Mas Kaoru Kamia estava chegando ao seu limite. O ferimento no braço não era problema, mas a exaustão por estar correndo e lutando a mais de duas horas já ameaçavam a se tornar insuportáveis.

Assim, Kaoru escolheu um vão entre duas casas com pouco mais que três metros de largura para se entrincheirar e enfrentar de uma vez por todas os seus perseguidores, antes que alguma arma de arremesso ou o cansaço dessem cabo dela. Logo em seguida Yamada e Debushi cercaram a entrada do pequeno beco empunhando suas espadas. Durante algum tempo tudo o que se ouve é o som de três respirações tentando buscar mais ar. Os adversários apenas se encaravam.

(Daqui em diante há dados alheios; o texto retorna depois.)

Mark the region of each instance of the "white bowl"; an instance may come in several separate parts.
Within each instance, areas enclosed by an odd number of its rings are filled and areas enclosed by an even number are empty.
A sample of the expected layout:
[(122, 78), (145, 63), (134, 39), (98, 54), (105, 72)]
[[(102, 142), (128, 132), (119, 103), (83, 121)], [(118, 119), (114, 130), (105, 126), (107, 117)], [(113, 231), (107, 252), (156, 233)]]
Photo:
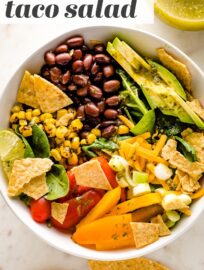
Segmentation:
[[(66, 40), (69, 36), (81, 34), (84, 36), (86, 42), (89, 40), (112, 40), (115, 36), (119, 36), (126, 40), (130, 45), (132, 45), (138, 52), (142, 55), (155, 57), (155, 49), (159, 47), (166, 48), (169, 52), (173, 53), (179, 57), (188, 66), (193, 79), (193, 93), (194, 96), (199, 98), (204, 105), (204, 74), (200, 68), (183, 52), (178, 48), (170, 44), (169, 42), (144, 31), (139, 31), (130, 28), (121, 27), (109, 27), (109, 26), (97, 26), (97, 27), (86, 27), (77, 29), (71, 32), (67, 32), (56, 39), (48, 42), (45, 46), (37, 49), (34, 54), (32, 54), (15, 72), (12, 78), (9, 80), (7, 87), (4, 89), (0, 97), (0, 116), (1, 116), (1, 128), (8, 127), (9, 112), (15, 102), (16, 93), (18, 90), (19, 83), (22, 79), (22, 75), (25, 70), (30, 72), (39, 72), (40, 67), (43, 64), (44, 52), (50, 48), (54, 48), (60, 42)], [(191, 209), (192, 216), (188, 218), (183, 218), (181, 222), (175, 227), (172, 234), (167, 237), (160, 238), (157, 242), (141, 248), (127, 248), (117, 251), (95, 251), (75, 244), (70, 236), (60, 233), (55, 229), (49, 229), (45, 225), (40, 225), (33, 221), (29, 210), (24, 204), (16, 199), (11, 199), (7, 195), (7, 181), (0, 171), (0, 190), (2, 195), (15, 213), (15, 215), (28, 226), (36, 235), (41, 239), (45, 240), (51, 246), (65, 253), (69, 253), (75, 256), (95, 259), (95, 260), (123, 260), (133, 257), (139, 257), (147, 255), (153, 251), (158, 250), (161, 247), (171, 243), (176, 238), (181, 236), (185, 231), (187, 231), (191, 225), (196, 221), (196, 219), (201, 214), (204, 208), (204, 198), (196, 201)], [(105, 229), (105, 228), (104, 228)]]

Os dois ninjas sabiam que o prêmio por qualquer atitude precipitada seria um destino igual ao do seu companheiro, Hiko. Já Kaoru aproveitava cada segundo do pequeno intervalo para recobrar o fôlego sem, no entanto, relaxar a guarda um instante sequer. Se os inimigos percebessem qualquer sombra de medo ou dúvida seria o seu fim, por isso empunhou a espada capturada com mais firmeza.

Sem querer, Kaoru começou a rememorar os fatos que a levaram até aquela situação.

 

Tudo havia começado naquela mesma manhã quando Sanosuke apareceu no dojô para filar a refeição matinal com a sua usual cara-dura. Por mais que gostasse do amigo, Kaoru não conseguia se acostumar com a displicência de Sanosuke. Ela não podia entender como alguém com tantas qualidades podia se contentar em vagabundear o dia todo, apenas procurando por diversão, que na concepção dele se resumia a jogos de azar e uma boa briga de vez em quando.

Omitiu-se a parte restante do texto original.